From among the tables came three slow claps. Someone whistled. Someone yelped.
Kevin and I gawked at each other.
Kevin held up his hands and framed a marquee in the air. "Hot Seat! Coming Attraction - Stargirl!"
I slapped the table. "Yes!"
We slammed hands.
Reading Group Guide
Stargirl is a true celebration of nonconformity.
This oftentimes tense and emotional story explores the fleeting, cruel nature of popularity-and the thrill and inspiration of first love. The questions, discussion topics, and author information that follow are intended to guide readers and spark discussion as they begin to analyze the larger emotional, sociological, and literary elements of this exceptional and thought-provoking novel.
1. As the saying goes, "love is blind." How is this truly the case with Leo and Stargirl? Looking back, how can you tell that Leo was falling for her? And does he stay in love with her, even after she moves away?
2. Professor Archie Brubaker is the voice of reason throughout the novel. Archie has many thoughtful insights into the personality of Stargirl, and at one point says about her: "You'll know her more by your questions than by her answers. Keep looking at her long enough. One day you might see someone you know." Now that you've finished the novel, what do you think Archie means by this statement?
3. While Stargirl is a guest on "Hot Seat," Kevin asks her why she changed her name. Do you accept her reason why she did this? How is "Stargirl" an ideal name for her? Think about the possibility of changing your name several times. Do you think your name is an integral part of who you are, or can you imagine yourself with another one?
4. In the beginning, Hillari Kimble seems to be the only person who openly dislikes Stargirl. But then others begin to feel the same way as Hillari. Do you think that groups of people need a leader, like Hillari Kimble, to turn opinions against another person?
5. Do you, as a reader, like Stargirl? If you were a student at Mica High, would you reach out to her like Dori Dilson, or reject her like Hillari Kimble? Do you think the students of Mica High are ultimately too harsh on Stargirl?
6. Popularity, fitting in, and "sameness" are all key themes in Stargirl. Find places in the novel that reinforce these themes and discuss. Do you think Stargirl ever wanted to be popular? How might she define popularity?
7. After Stargirl changes back to "Susan," Leo says "she looked magnificently, wonderfully, gloriously ordinary. She looked just like a hundred other girls at Mica HighI had never been so happy and proud in my whole life." How did you feel when you read this part of the novel?
8. Author Jerry Spinelli plays two major events in the novel off of each other: the basketball championships and the oratorical contest. After Stargirl wins the oratorical contest, Leo says that "the cheering is as wild as that of the crowd at a championship basketball game." Stargirl is the focus at both events but in very different ways.

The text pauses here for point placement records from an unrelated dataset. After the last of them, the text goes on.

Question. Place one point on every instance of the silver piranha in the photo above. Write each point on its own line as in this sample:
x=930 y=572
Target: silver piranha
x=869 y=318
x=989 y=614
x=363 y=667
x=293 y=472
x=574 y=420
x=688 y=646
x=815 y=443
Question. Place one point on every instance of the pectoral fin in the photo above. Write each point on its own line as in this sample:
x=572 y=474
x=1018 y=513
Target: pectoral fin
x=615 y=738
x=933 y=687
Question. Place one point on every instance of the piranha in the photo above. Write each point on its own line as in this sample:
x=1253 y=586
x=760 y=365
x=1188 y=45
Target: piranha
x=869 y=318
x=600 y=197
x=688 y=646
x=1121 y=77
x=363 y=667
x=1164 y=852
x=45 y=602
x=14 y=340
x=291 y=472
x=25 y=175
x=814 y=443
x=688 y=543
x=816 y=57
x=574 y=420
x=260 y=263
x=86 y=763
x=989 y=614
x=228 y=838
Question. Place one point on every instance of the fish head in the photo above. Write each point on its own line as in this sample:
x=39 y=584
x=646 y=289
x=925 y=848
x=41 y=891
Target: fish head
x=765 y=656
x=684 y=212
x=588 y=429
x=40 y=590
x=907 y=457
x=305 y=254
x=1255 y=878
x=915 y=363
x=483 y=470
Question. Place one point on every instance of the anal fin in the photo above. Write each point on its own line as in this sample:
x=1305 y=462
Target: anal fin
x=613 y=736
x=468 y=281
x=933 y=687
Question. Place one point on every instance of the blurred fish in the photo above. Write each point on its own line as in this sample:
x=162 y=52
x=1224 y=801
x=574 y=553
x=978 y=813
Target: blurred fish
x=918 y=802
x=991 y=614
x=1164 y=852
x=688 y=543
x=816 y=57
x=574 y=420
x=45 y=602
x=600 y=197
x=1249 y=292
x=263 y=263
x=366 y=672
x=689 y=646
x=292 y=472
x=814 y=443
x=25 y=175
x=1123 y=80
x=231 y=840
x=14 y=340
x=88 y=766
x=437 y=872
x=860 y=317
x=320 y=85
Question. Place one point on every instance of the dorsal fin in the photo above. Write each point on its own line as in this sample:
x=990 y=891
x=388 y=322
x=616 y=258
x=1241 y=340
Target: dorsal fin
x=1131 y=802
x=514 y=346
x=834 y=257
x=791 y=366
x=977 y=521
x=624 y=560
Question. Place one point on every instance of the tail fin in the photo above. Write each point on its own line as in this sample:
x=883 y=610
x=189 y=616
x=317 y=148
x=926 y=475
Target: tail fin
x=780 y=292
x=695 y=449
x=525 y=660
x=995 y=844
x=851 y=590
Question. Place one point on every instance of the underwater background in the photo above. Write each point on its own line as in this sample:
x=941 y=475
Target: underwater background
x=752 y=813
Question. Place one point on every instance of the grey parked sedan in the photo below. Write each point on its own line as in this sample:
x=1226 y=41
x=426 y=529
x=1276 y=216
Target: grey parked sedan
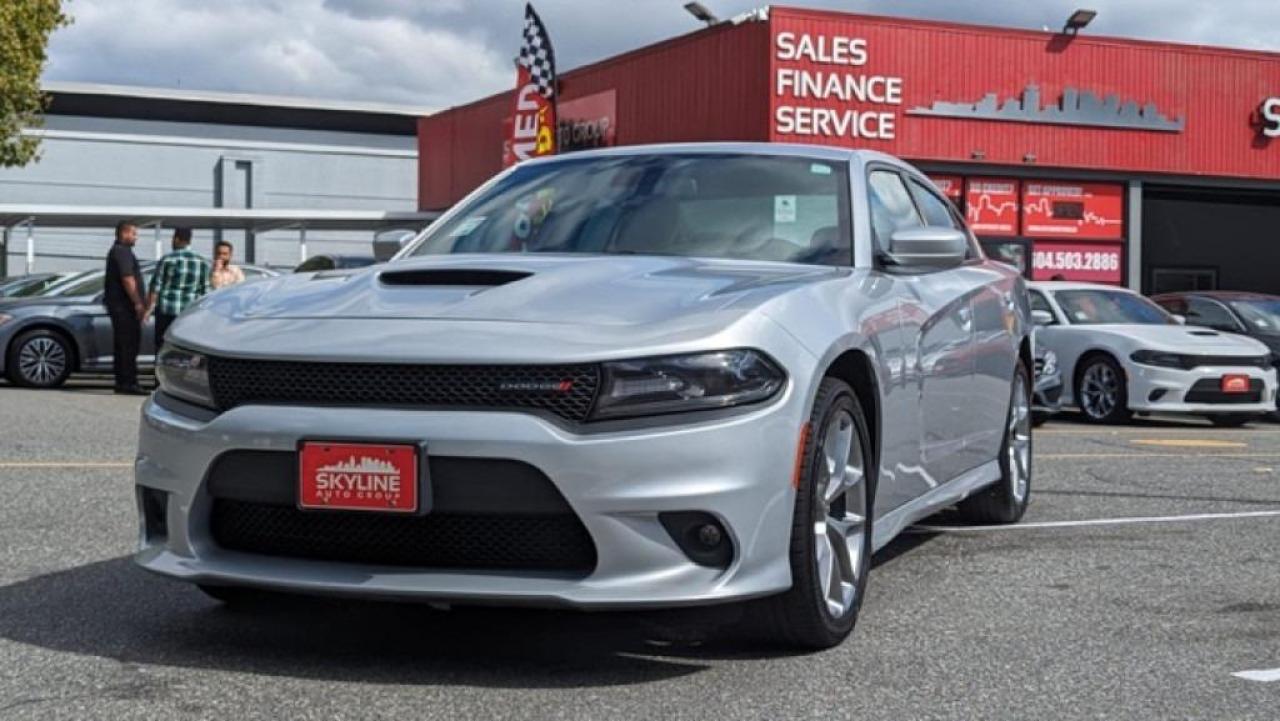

How is she rejected at one and accepted at the other? And how does this acceptance ultimately lead to rejection?
9. The Ocotillo Ball at the end of the novel represents a turning point. Do you think Stargirl made a deliberate attempt to say good-bye at the ball? What do you make of the students' behavior at the ball, and what does this tell you about the student body of Mica High as a whole?
10. Archie says about Stargirl, "Star people are rare. You'll be lucky to meet another." Do you think Leo was grown-up enough for his relationship with Stargirl? How about the students of Mica High? Will Leo ever figure Stargirl out?
11. What is the irony at the end of Stargirl? Is Stargirl popular after all? What happens to the "popular" kids in the story-do they stay popular?